Ein Problem bei progredienter MS sind offenbar neurodegenerative Prozesse, die kaum auf eine klassische Entzündungshemmung ansprechen. So konnten Interferone in Studien mit sekundär progredienter MS (SPMS) zwar überlagerte Schübe verhindern, aber nicht die Krankheitsprogression bremsen.

Nicht besser schneiden bislang auch die neuen MS-Mittel ab. In der Studie INFORMS mit 970 an primär progredienter MS (PPMS) erkrankten Patienten entwickelten die Teilnehmer unter Fingolimod zwar weniger Schübe und Hirnläsionen als unter Placebo, EDSS-Wert und Hirnvolumen veränderten sich in beiden Gruppen jedoch ähnlich stark, wurde bei der Jahrestagung der American Academy of Neurology in Washington D. C. berichtet.

Kann Laquinimod die Neurodegeneration bremsen?

Dennoch werden Immunmodulatoren weiter untersucht.

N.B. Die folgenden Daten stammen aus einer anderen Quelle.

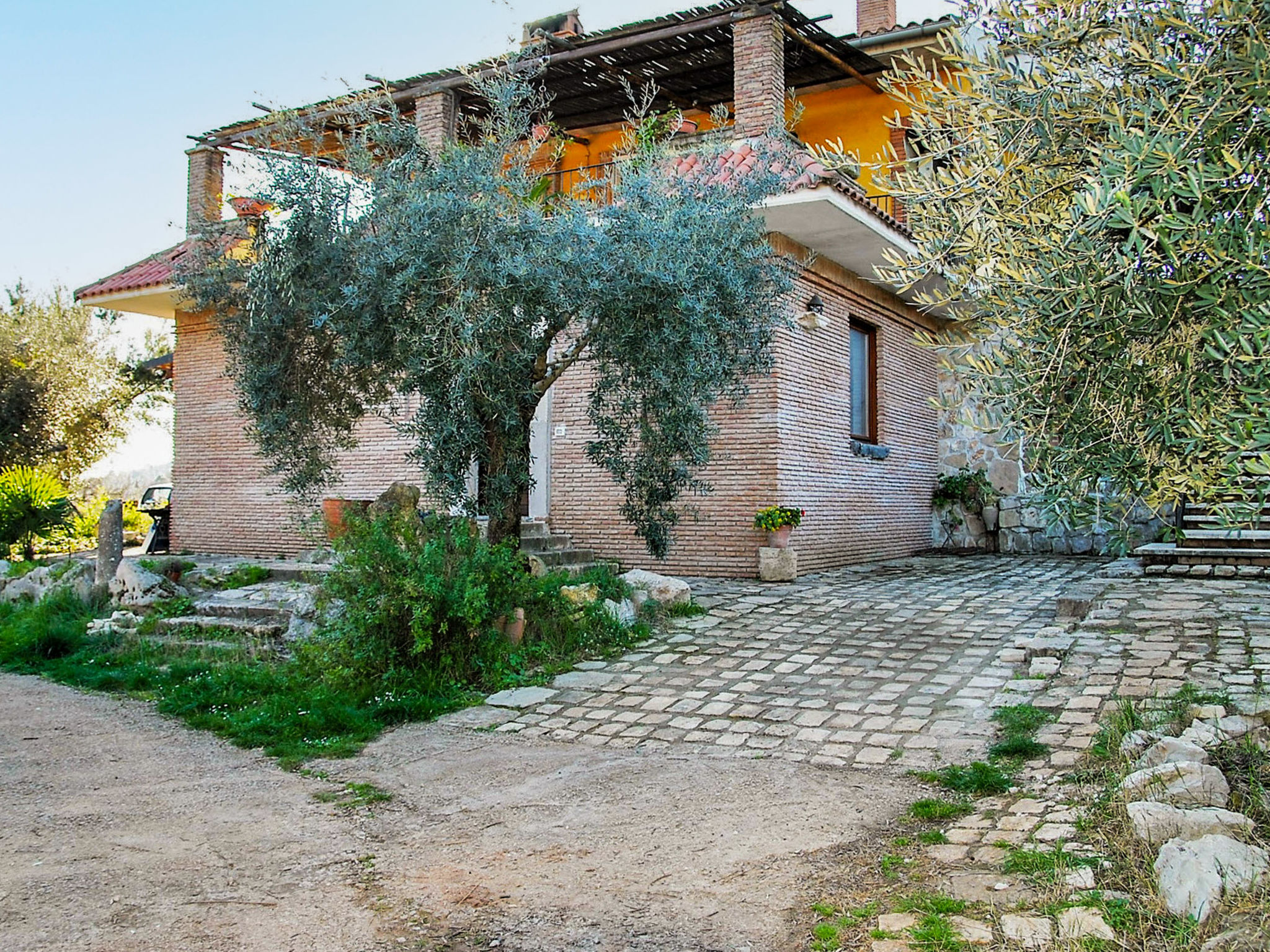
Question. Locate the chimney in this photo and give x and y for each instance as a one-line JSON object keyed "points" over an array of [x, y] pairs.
{"points": [[758, 74], [562, 24], [206, 182], [876, 15]]}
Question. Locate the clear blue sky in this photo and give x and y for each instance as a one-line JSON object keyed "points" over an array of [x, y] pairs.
{"points": [[99, 97]]}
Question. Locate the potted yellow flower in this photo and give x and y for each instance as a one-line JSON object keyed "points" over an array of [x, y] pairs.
{"points": [[779, 522]]}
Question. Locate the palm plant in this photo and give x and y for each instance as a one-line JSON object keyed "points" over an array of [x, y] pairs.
{"points": [[32, 503]]}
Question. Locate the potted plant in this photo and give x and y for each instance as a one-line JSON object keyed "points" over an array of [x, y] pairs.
{"points": [[779, 522]]}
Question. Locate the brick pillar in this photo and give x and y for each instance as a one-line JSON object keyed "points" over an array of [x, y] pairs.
{"points": [[876, 15], [206, 184], [900, 143], [758, 74], [436, 116]]}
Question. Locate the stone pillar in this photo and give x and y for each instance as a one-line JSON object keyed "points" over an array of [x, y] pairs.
{"points": [[206, 186], [876, 15], [436, 116], [758, 74], [110, 544]]}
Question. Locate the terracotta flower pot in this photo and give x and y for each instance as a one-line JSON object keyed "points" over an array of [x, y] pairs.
{"points": [[334, 514]]}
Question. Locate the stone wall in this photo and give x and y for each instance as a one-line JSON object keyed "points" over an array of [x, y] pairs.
{"points": [[969, 441]]}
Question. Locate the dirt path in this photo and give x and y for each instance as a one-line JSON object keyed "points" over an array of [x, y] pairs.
{"points": [[123, 831]]}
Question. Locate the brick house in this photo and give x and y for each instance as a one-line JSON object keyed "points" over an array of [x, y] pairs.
{"points": [[845, 427]]}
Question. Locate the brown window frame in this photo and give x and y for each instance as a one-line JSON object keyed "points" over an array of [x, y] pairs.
{"points": [[870, 332]]}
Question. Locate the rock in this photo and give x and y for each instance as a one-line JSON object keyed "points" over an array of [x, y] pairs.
{"points": [[1080, 879], [580, 594], [666, 589], [110, 544], [1178, 783], [1134, 743], [1122, 569], [778, 564], [623, 612], [897, 922], [1160, 823], [972, 931], [140, 588], [582, 679], [1043, 667], [1171, 751], [1194, 875], [398, 498], [1202, 734], [1235, 726], [1083, 922], [1029, 931], [520, 697]]}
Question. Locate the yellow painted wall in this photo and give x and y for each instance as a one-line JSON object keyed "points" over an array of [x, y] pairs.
{"points": [[854, 113]]}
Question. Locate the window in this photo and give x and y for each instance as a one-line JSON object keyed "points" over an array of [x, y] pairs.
{"points": [[864, 384]]}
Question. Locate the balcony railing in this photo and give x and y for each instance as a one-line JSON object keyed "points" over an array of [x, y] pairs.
{"points": [[591, 182], [596, 182]]}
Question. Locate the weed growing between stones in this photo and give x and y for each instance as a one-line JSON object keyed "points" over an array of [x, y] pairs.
{"points": [[417, 646]]}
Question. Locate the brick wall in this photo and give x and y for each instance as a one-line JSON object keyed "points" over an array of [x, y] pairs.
{"points": [[859, 509], [789, 444], [758, 74], [223, 501]]}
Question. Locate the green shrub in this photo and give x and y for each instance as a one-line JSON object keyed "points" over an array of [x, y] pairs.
{"points": [[32, 505]]}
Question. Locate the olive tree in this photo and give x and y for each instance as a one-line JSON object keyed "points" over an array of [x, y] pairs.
{"points": [[1090, 186], [455, 282]]}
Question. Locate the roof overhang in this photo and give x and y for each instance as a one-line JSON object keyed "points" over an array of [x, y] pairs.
{"points": [[845, 230], [158, 301]]}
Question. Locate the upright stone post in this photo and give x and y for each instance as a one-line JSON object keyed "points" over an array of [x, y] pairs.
{"points": [[110, 544]]}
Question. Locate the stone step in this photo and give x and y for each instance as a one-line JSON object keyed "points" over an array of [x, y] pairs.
{"points": [[1225, 539], [252, 627], [1170, 553]]}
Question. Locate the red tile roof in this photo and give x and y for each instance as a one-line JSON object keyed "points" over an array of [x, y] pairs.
{"points": [[153, 272]]}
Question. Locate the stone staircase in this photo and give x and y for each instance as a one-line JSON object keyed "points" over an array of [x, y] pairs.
{"points": [[262, 617], [1207, 542], [554, 549]]}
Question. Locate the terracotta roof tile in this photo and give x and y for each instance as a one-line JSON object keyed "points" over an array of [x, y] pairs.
{"points": [[151, 272]]}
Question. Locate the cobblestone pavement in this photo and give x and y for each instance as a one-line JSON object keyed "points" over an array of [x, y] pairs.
{"points": [[889, 663]]}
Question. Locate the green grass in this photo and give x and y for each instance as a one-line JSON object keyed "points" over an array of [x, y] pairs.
{"points": [[934, 809], [935, 933], [978, 780], [930, 903], [243, 575], [353, 795], [287, 708]]}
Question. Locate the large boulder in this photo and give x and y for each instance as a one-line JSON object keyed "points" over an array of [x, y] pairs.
{"points": [[398, 498], [134, 587], [1194, 875], [1178, 783], [1160, 823], [666, 589], [1171, 751]]}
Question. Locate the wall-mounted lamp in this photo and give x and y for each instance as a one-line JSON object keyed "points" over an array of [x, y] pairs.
{"points": [[813, 316]]}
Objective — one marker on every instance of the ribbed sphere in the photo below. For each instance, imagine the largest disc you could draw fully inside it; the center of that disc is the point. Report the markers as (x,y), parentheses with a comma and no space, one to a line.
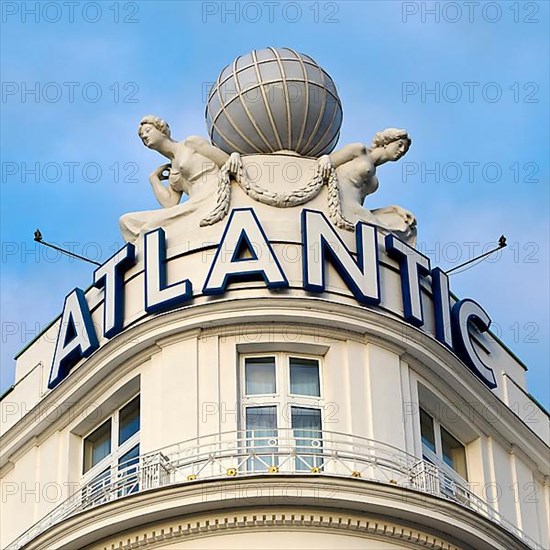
(272,100)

Interessant dürften die Ergebnisse der Studie ARPEGGIO mit 375 PPMS-Patienten sein — beim AAN-Kongress als Poster vorgestellt. Darin wird der noch nicht zugelassene Wirkstoff Laquinimod geprüft. Nach ersten Daten bremst die Substanz möglicherweise unabhängig von der Schubreduktion die Neurodegeneration.

Weitere Ansätze

Lohnend ist auch der Blick auf ganz andere Ansätze: So wurde auf der US-Tagung eine Studie mit Biotin bei 154 Patienten mit progredienter MS präsentiert. Unter der recht hohen Dosis von 300 mg/d des wasserlöslichen Vitamins war die Behinderung nach einem Jahr bei jedem achten Patienten deutlich verringert, unter Placebo schaffte dies niemand. Biotin aktiviert die Acetyl-CoA-Carboxylase, ein potenzielles Schlüsselenzym der Myelinsynthese.

Aufhorchen lässt auch die Studie MS-STAT bei 140 SPMS-Patienten: Eine zweijährige, hochdosierte Simvastatin-Therapie (80 mg/d) konnte die Hirnschrumpfung im Vergleich zu Placebo um 43% reduzieren. Statine dämpfen offenbar entzündungsfördernde Immunreaktionen und behindern die Migration von Leukozyten durch die Blut-Hirn-Schranke.